Re: Lucene, Spark, HDFS question

2018-03-14 Thread Debasish Das
I have written spark lucene integration as part of Verizon trapezium/dal
project...you can extract the data stored in hdfs indices and feed it to
spark...

https://github.com/Verizon/trapezium/tree/master/dal/src/test/scala/com/verizon/bda/trapezium/dal

I intend to publish it as spark package as soon as I get time.
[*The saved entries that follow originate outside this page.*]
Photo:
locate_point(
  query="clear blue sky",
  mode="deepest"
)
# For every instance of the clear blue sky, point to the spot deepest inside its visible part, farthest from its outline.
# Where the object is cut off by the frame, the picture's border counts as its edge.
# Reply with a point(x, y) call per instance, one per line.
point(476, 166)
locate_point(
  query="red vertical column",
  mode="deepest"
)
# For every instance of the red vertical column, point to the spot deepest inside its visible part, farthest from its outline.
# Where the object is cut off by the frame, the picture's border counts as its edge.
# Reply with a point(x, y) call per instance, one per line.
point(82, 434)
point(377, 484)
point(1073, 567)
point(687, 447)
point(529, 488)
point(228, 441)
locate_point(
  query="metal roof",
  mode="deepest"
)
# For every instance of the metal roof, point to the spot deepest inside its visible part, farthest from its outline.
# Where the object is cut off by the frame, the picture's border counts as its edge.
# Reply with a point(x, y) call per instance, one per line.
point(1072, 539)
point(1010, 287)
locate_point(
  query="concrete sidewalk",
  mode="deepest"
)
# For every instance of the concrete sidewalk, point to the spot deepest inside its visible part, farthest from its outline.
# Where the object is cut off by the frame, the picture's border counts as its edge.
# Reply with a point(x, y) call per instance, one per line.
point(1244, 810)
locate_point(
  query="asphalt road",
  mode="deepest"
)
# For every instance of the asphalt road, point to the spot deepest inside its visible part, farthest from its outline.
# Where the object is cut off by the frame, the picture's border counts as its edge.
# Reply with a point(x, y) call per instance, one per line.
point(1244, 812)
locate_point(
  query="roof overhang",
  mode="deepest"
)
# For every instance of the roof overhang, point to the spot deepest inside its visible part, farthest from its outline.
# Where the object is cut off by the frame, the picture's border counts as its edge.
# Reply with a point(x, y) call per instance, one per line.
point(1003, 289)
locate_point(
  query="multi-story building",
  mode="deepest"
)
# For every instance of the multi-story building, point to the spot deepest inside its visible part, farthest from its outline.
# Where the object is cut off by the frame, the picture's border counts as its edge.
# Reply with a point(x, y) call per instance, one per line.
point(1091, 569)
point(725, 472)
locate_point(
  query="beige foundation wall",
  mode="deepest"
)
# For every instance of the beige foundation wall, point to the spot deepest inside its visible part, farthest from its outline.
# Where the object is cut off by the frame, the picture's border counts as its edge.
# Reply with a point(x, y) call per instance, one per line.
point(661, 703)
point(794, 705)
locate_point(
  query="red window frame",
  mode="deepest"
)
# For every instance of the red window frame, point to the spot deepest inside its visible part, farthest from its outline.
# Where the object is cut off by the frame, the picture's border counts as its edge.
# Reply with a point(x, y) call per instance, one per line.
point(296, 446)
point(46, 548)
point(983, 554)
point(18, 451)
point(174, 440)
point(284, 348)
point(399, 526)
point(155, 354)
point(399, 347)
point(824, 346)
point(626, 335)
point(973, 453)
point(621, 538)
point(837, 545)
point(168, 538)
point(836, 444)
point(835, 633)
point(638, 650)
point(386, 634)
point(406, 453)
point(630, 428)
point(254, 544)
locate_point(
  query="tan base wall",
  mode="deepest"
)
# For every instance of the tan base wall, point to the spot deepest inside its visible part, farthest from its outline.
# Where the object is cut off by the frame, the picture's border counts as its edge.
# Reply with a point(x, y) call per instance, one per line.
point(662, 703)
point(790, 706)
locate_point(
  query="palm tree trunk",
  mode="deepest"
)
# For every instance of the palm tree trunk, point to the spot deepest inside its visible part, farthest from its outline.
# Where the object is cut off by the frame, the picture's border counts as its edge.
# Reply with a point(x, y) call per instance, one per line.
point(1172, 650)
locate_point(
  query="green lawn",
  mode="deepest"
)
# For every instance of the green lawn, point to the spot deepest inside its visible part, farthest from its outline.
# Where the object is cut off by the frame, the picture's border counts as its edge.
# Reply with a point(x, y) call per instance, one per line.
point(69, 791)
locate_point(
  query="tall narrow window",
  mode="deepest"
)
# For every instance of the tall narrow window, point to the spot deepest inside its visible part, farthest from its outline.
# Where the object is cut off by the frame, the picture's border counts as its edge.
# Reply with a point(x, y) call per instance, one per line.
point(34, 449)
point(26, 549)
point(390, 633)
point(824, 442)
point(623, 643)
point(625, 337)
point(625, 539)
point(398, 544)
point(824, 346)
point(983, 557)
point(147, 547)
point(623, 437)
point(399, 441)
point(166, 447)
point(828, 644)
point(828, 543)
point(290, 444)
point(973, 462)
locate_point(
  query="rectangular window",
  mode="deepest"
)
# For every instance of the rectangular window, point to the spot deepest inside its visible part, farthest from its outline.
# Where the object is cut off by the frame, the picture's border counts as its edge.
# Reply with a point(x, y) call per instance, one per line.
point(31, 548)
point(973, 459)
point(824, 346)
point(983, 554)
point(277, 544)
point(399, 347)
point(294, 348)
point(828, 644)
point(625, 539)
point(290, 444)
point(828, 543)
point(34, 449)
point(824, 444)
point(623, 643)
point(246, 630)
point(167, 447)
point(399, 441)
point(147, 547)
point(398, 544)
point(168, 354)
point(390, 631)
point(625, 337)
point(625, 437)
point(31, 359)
You can use spark-solr or spark-elastic but I did not want to bring solr
elastic dependency to be performant...

Thanks.
Deb

On Mar 13, 2018 4:31 PM, "Tom Hirschfeld"  wrote:

Hello!


*Background*: My team is running a machine learning pipeline, and part of
the pipeline is an http scrape of a web based Lucene application via
http calls. The scrape outputs a CSV file that we then upload to HDFS and
use it as input to run a spark ML job.

*Question: *Is there a way for our spark application to read from a lucene
index stored in HDFS?  Specifically, I see here

that
solr-core has an hdfs directory type that seems to be compatible with our
lucene indexreader. Is this compatible? Are we able to store our index in
HDFS and read from a spark job?


Best,
Tom Hirschfeld


Lucene, Spark, HDFS question

2018-03-13 Thread Tom Hirschfeld
Hello!


*Background*: My team is running a machine learning pipeline, and part of
the pipeline is an http scrape of a web based Lucene application via
http calls. The scrape outputs a CSV file that we then upload to HDFS and
use it as input to run a spark ML job.

*Question: *Is there a way for our spark application to read from a lucene
index stored in HDFS?  Specifically, I see here

that
solr-core has an hdfs directory type that seems to be compatible with our
lucene indexreader. Is this compatible? Are we able to store our index in
HDFS and read from a spark job?


Best,
Tom Hirschfeld